Differential equations -- Spring 2017 -- final exam

MATH 335 -- Spring 2017 -- final exam

Name:_________________________ $\qquad$ 8 problems, 10 points each

• Write the problems in the given order, each problem on a separate page.
• Show enough work to justify your answers.

$\bullet$ 1. Solve by separating variables: $$y'=xy.$$

$\bullet$ 2. Solve by the method of integrating factor: $$y'=y/x.$$

$\bullet$ 3. Carry out $n=4$ steps of Euler's method with $h=.5$ for the following initial value problem: $$y'=y-x,\ y(0)=2.$$

$\bullet$ 4. Provide the definition of the uniqueness property and sketch an example of a solution set without it.

$\bullet$ 5. A sketch of the solution set of an ODE $y'=f(t,y)$ is shown below. What can you say about the sign of $f$?

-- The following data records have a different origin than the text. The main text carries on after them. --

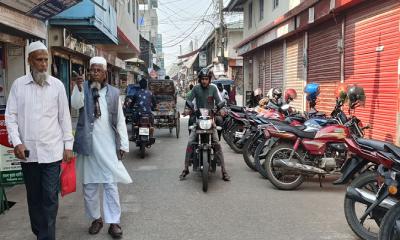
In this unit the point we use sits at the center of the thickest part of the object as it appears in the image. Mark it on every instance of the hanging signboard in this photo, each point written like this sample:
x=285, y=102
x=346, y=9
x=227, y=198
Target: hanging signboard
x=10, y=166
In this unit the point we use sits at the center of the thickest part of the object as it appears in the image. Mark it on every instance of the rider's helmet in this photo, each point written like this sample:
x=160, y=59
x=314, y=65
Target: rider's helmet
x=341, y=92
x=290, y=95
x=204, y=72
x=269, y=94
x=356, y=96
x=276, y=93
x=312, y=91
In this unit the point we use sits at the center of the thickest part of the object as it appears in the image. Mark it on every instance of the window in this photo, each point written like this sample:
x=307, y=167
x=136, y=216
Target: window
x=134, y=11
x=276, y=3
x=250, y=14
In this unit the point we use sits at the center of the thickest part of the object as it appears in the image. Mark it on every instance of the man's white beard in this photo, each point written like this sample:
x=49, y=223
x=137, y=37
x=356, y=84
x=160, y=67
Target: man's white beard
x=95, y=85
x=39, y=77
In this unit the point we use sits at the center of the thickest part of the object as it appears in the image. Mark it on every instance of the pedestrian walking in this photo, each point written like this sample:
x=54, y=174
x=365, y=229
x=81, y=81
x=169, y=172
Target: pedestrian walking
x=39, y=125
x=101, y=141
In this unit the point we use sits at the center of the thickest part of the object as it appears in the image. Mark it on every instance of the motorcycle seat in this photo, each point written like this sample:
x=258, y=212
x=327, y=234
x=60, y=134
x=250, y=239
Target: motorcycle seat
x=298, y=132
x=393, y=149
x=235, y=108
x=372, y=144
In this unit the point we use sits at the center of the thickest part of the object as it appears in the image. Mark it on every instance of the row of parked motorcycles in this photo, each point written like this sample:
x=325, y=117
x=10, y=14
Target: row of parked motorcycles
x=287, y=147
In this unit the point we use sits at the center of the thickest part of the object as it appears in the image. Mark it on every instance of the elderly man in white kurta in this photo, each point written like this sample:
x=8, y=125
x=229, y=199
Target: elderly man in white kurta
x=101, y=141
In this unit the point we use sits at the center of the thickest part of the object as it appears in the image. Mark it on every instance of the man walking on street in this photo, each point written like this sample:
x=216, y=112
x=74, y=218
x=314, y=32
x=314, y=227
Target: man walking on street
x=39, y=125
x=101, y=140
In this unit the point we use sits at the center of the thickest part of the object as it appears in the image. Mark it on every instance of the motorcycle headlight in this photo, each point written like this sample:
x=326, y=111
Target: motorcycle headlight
x=205, y=124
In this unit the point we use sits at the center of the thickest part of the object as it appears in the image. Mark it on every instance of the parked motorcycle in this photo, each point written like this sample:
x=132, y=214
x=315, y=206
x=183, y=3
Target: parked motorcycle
x=368, y=196
x=142, y=133
x=305, y=152
x=203, y=158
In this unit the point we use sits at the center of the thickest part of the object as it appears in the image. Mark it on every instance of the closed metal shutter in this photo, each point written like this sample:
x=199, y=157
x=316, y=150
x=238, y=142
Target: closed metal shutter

$\bullet$ 6. Find the eigenvalues and the eigenvectors of the following matrix: $$F=\left[\begin{array}{c}2&1\\1&2\end{array}\right].$$

$\bullet$ 7. Sketch the trajectories of a system of linear ODEs $X'=FX$ if the matrix $F$ has these pairs of eigenvalues and eigenvectors: $$\lambda_1=2,\ V_1=\left[\begin{array}{c}1\\0\end{array}\right] \text{ and } \lambda_2=-1,\ V_2=\left[\begin{array}{c}1\\1\end{array}\right].$$

$\bullet$ 8. Write the general solution of a system of linear ODEs $X'=FX$ if the matrix $F$ has these pairs of eigenvalues and eigenvectors: $$\lambda_1=i,\ V_1=\left[\begin{array}{c}1\\i\end{array}\right] \text{ and } \lambda_2=-i,\ V_2=\left[\begin{array}{c}1\\-i\end{array}\right],$$ and provide one non-trivial real solution of the system.